Bien qu’elle ait dû ralentir ses fonctions de soins directs aux patients, Cathy Harley est encouragée par le travail qu’elle accomplit pour mettre les connaissances en pratique, par exemple en aidant à lancer le premier colloque national sur le traitement des plaies. Ce colloque a donné naissance à l’Association canadienne du soin des plaies, aujourd’hui connue sous le nom de Plaies Canada, une organisation à but non lucratif qui se consacre à la formation, à la recherche et à la mise en pratique des progrès réalisés dans le domaine des soins des plaies.
Formation en ligne
Elle prend aussi grand plaisir à participer au Wound, Ostomy and Continence Institute, une initiative principalement en ligne que l’organisation ISPSCC a créée en tant que programme pédagogique pour former des infirmières et infirmiers spécialisés dans le traitement des plaies, des stomies et de l’incontinence, ainsi que pour offrir le Skin Wellness Associate Nurse Program pour les infirmières et infirmiers auxiliaires.
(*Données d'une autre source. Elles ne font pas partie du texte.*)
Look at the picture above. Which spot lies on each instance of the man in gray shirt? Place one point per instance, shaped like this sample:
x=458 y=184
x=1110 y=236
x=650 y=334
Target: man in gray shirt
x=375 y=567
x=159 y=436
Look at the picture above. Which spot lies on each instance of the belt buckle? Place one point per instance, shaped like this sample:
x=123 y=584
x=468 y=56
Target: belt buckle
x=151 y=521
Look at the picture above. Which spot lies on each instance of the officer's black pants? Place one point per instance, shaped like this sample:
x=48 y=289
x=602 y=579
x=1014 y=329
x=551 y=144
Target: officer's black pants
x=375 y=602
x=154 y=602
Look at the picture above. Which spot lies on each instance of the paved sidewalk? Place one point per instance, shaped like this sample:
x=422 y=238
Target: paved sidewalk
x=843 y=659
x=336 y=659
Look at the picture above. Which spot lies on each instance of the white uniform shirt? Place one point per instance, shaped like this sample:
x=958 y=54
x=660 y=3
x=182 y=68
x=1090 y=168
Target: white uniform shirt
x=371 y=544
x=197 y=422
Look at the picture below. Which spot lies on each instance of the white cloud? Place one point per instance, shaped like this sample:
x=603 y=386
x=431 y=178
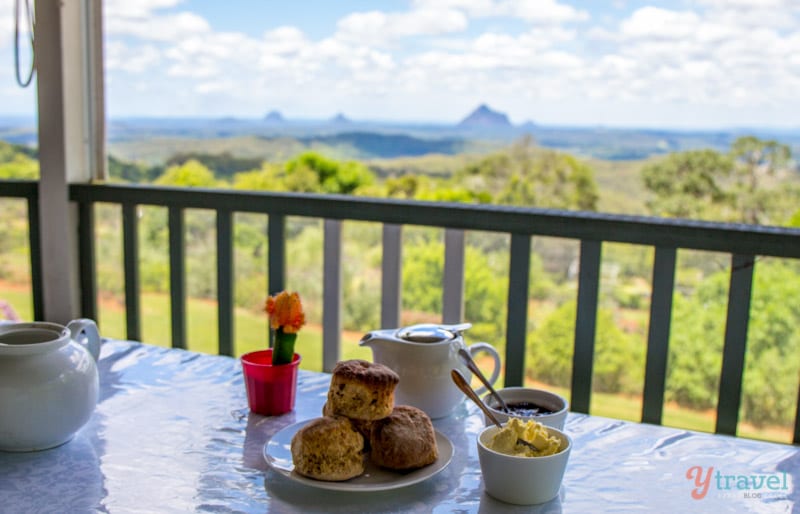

À tout moment, 150 infirmières et infirmiers auxiliaires et ambulanciers suivent les programmes et les cours, indique Cathy Harley.
Tout en jonglant avec son travail stratégique avec les organisations de soins de santé et ses efforts de formation et de mise en pratique des connaissances, Cathy Harley préserve aussi sa propre santé. Adepte du ski de fond et de sports de pagaie, elle aime passer du temps au chalet avec son mari Gordon Faulkner et voir ses trois enfants adultes chaque fois qu’elle le peut. Elle sourit lorsqu’elle dit que sa fille aînée est infirmière autorisée spécialisée en traitement des plaies, de stomies et de l’incontinence.
Elle est particulièrement fière des efforts qu’elle déploie pour aider les membres du personnel infirmier à acquérir la confiance en soi en approfondissant leurs connaissances en matière de soins des plaies, des stomies et de l’incontinence. Ces compétences élargissent leur horizon professionnel et améliorent les soins aux patients, dit-elle.
« Ce domaine spécialisé des soins infirmiers s’est incontestablement développé au fil du temps », ajoute-t-elle.
De nombreux membres du personnel infirmier choisissent aujourd’hui cette spécialité parce qu’en plus de leur travail clinique, ils peuvent participer à l’élaboration de recommandations et de directives cliniques sur les pratiques optimales, à l’élaboration de politiques et à la recherche, ajoute-t-elle.
« C’est ce qui les attire : passer d’un travail de généraliste à des soins spécialisés plus avancés. »
Et lorsqu’ils deviendront des spécialistes chevronnés, Cathy Harley sera à leurs côtés pour plaider en faveur d’augmentations salariales et de la reconnaissance qu’ils méritent.
Laura Eggertson est journaliste indépendante à Wolfville, en Nouvelle-Écosse.